NatiusMaximus and I started talking in a game (i think it was the tourney) and we got into an argument: What would happen if you theoretically had enough admirals, so the travel could be brought down to a single tick. I said it would take 30 minutes to arrive. 10 for the launch time, 10 for the travel, and 10 to unload. Three game ticks. 30 minutes. However, Max thought it would only take 10 minutes. So we employed Blob, Math, and his many alts into a 10 player game. With the goal of making submarines teleport.

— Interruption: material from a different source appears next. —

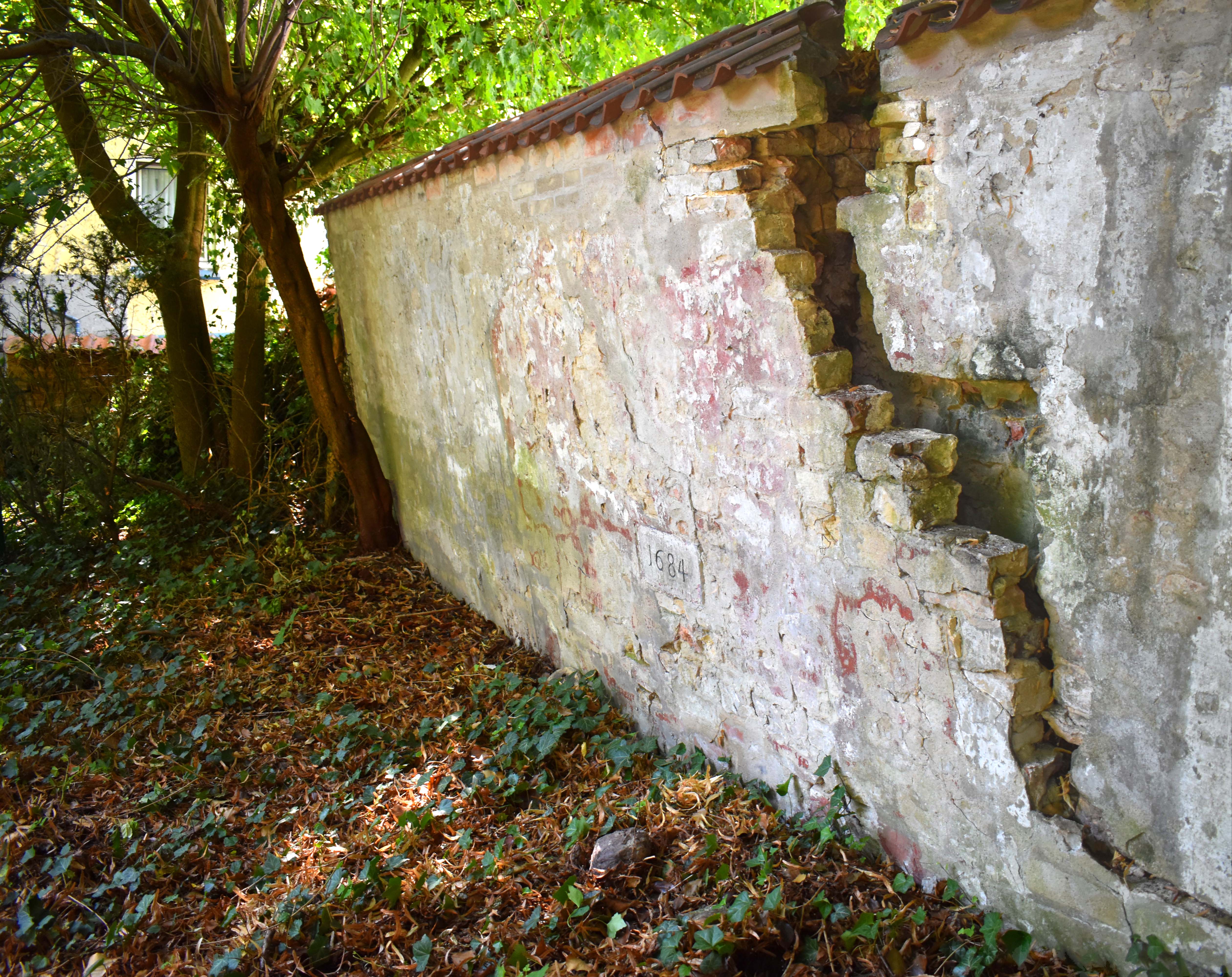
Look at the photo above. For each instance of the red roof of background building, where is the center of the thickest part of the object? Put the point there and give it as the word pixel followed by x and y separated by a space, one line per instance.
pixel 735 52
pixel 911 20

Fast forward a couple weeks and we start do the math on how many admirals you actually need. Im using the V=D/T formula, coupled with Blobs his own equation that finds the speed of a sub, if you plug in X admirals. [1+.5(Number of admirals)=V] A 12 hour, 72 tick journey would need 142 admirals to teleport. Blob did something else and found 66. Math is in the game and didnt do his one job. Somebody else please help
At this point Blob has 20 some admirals and his subs travel at x14 speed. A 40 hour journey is reduced to less than three hours.
Here is a picture of the Admiral's in action.
You may be thinking
What you are thinking wrote:Nojo!!! What is happening at Suukyi and how does pink have soooo many drillers?!?!?

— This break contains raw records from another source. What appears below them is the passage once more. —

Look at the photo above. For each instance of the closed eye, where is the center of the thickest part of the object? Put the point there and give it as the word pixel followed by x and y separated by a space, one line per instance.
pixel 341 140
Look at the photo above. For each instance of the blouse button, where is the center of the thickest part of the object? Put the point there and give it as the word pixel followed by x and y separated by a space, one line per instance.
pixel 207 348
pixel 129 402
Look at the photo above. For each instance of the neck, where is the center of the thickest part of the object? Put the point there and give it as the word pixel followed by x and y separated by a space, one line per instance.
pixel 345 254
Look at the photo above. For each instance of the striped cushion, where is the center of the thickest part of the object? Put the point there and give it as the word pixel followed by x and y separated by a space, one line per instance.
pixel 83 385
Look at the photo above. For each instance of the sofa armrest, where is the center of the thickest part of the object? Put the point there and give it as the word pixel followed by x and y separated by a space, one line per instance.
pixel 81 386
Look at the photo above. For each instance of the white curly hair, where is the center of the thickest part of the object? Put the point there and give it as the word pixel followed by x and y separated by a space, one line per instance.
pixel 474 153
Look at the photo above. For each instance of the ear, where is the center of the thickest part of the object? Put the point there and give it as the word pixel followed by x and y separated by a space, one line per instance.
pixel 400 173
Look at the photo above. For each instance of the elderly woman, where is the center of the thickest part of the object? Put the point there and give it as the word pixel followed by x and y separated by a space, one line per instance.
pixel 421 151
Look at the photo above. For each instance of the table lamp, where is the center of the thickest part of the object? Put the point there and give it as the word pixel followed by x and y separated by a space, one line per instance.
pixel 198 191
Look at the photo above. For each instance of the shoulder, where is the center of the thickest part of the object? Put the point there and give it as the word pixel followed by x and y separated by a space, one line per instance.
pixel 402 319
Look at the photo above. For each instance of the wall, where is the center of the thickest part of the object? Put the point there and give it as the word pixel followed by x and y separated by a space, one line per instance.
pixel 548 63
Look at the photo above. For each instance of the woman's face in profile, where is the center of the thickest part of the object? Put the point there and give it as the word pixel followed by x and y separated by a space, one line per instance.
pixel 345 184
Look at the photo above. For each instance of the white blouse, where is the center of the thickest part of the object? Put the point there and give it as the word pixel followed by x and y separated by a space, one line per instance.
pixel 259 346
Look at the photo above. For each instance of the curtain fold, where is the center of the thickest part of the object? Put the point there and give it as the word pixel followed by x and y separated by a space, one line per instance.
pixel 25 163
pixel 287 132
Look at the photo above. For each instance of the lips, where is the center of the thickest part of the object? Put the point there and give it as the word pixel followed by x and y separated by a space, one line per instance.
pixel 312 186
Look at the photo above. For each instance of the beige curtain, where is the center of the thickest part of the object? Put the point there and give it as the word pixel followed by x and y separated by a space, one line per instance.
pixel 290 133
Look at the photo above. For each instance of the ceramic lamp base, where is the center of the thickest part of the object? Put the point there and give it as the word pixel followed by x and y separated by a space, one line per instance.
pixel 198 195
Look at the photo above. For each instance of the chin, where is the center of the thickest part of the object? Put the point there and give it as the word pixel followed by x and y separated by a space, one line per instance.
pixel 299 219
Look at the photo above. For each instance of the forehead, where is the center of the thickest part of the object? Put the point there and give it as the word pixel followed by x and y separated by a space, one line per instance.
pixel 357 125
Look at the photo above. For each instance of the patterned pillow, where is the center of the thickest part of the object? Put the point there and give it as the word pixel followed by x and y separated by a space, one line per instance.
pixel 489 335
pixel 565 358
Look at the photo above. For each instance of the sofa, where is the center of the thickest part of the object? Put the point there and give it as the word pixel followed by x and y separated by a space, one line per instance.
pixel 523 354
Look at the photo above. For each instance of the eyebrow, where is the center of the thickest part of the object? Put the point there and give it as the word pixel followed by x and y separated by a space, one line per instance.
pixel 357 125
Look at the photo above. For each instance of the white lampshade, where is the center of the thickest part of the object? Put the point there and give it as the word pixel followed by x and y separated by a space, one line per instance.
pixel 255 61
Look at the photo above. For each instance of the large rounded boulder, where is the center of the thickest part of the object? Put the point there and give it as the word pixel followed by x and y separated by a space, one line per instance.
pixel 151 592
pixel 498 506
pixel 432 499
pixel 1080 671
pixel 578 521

Short answer: Engineers are my new favorite
Long answer: When we made the game, we decided to each stack one specialists. Blob would have Admirals, Max Generals, mathnerd Tycoons, and I Engineers. Max promptly said generals would be a waste as they are linear and we all know 10 generals can do. Our new goal was to: Teleport a Submarine, Force our factory slaves to make a drill every tick, and see just how big engineers can snowball. (Spoiler: Getting that many engineers was the easy part)
Math has a too many tycoons to count. He is producing at otherworldly speeds, so there are infinite drills to throw and my engineers.

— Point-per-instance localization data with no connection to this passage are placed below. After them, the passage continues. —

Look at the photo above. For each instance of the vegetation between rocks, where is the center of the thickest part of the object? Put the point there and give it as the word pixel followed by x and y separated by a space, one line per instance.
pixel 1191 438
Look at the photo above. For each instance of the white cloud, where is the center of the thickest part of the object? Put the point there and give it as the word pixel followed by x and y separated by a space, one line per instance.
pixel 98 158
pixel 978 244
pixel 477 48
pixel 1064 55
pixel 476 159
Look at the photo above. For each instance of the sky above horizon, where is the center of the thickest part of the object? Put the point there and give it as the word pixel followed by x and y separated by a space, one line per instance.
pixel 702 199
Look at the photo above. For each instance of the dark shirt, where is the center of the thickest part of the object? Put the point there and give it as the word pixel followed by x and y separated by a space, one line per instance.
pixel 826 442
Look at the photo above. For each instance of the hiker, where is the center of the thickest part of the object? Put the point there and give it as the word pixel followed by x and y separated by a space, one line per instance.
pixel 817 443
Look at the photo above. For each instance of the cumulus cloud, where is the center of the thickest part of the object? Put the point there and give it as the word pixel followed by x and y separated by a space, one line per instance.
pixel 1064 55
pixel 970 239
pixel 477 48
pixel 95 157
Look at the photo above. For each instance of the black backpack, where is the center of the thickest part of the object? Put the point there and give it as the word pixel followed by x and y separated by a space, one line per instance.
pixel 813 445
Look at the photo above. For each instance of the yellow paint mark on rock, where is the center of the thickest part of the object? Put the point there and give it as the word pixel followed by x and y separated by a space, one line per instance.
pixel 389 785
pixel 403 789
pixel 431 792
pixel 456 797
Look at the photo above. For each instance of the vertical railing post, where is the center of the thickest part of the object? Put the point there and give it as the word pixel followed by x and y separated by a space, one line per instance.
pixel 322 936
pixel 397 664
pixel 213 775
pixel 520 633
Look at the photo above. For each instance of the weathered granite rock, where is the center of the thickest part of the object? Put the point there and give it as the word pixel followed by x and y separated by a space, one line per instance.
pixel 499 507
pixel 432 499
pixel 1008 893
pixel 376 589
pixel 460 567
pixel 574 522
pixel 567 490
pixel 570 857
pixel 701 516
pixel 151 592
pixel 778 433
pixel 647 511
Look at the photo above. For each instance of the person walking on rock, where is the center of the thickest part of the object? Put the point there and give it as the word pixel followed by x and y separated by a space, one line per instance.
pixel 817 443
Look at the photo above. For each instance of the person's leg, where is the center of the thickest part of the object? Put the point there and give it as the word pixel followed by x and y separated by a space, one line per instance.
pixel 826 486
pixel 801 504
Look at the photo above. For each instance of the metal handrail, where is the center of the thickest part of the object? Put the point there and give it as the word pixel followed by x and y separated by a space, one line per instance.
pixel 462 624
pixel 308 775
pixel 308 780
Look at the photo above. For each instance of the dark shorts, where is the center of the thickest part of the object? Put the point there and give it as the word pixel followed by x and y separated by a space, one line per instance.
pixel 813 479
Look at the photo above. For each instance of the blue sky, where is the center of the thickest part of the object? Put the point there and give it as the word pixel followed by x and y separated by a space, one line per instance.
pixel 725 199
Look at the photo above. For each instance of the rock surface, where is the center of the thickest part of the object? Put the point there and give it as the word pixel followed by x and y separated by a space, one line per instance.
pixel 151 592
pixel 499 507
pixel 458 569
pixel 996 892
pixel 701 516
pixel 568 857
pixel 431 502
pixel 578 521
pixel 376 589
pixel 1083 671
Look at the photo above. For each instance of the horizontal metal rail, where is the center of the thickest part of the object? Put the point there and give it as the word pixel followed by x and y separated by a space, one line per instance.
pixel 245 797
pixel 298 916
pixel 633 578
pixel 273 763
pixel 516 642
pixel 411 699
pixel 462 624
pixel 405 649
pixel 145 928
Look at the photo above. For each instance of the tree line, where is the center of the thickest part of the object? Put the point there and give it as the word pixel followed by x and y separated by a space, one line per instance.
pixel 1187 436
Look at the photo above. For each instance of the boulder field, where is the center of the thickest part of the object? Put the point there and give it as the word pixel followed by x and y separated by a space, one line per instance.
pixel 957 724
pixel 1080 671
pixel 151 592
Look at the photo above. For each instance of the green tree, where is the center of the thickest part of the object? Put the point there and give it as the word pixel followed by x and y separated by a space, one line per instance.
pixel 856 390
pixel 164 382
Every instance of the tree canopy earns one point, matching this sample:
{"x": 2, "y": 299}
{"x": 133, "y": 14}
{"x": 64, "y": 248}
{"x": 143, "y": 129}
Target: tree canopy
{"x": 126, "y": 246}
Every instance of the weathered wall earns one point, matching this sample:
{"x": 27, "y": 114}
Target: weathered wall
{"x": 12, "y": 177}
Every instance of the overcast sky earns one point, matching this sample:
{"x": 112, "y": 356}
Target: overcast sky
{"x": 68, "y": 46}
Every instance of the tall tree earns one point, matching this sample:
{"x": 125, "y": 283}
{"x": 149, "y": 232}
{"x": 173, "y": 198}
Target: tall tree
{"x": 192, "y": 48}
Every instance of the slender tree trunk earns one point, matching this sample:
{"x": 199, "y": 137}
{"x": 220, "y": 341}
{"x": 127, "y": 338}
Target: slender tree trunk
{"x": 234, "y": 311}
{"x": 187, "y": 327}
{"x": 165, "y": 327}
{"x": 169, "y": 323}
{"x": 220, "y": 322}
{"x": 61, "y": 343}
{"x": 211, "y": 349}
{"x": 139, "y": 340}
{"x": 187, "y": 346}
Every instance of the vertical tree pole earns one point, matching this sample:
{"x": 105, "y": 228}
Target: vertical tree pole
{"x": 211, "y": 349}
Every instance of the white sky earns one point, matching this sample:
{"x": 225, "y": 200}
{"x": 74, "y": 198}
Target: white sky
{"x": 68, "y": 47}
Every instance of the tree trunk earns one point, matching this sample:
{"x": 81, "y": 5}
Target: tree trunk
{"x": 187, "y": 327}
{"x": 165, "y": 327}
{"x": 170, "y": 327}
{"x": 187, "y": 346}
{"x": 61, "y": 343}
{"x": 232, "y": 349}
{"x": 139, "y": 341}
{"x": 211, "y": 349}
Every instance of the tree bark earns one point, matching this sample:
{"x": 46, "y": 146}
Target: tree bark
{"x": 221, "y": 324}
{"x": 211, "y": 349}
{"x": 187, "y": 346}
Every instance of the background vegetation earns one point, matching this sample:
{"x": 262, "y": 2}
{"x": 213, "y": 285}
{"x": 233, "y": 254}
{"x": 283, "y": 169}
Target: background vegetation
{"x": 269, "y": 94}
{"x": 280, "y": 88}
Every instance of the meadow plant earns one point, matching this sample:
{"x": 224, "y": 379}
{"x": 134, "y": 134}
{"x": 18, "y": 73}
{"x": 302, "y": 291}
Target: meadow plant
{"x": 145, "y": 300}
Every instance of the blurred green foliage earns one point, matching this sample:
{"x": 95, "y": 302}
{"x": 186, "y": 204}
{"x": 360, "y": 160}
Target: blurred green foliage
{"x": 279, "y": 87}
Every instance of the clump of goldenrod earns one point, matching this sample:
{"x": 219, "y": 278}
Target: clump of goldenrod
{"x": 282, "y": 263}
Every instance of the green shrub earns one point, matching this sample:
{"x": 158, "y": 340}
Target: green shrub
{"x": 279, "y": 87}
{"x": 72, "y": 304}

Our first launch at me 577 drills, at 9 engineers. 450% repair rate boosted me up to about 3,000 drills. Think that is crazy, let's see how far the rabbit hole goes. A couple 'attacks' later and its 49730 drills, attacking my 13 engineers. 650% repair rate breaches the 30,000 driller limit.
I wont bore you with all the numbers, But we broke 1,000,000 drills at single base. 25 engineers. let that sink in... one million drillers at a base. Exponential growth is fun.
We ran into a problem: Loading that massive amount drills onto a sub took waaay to long. In the 10 minute loading phase, i could never fit more than 30,000 drills on. This was fixed by scheduled the orders, time, and enough scrolling to make your fingers fall off. Somehow, i still have all 10.
Take a look at these pictures.
Thats about it for now. WE have one more trick planed, but i want spoil the finale. Sorry for making this post huge. Just kinda went on and on.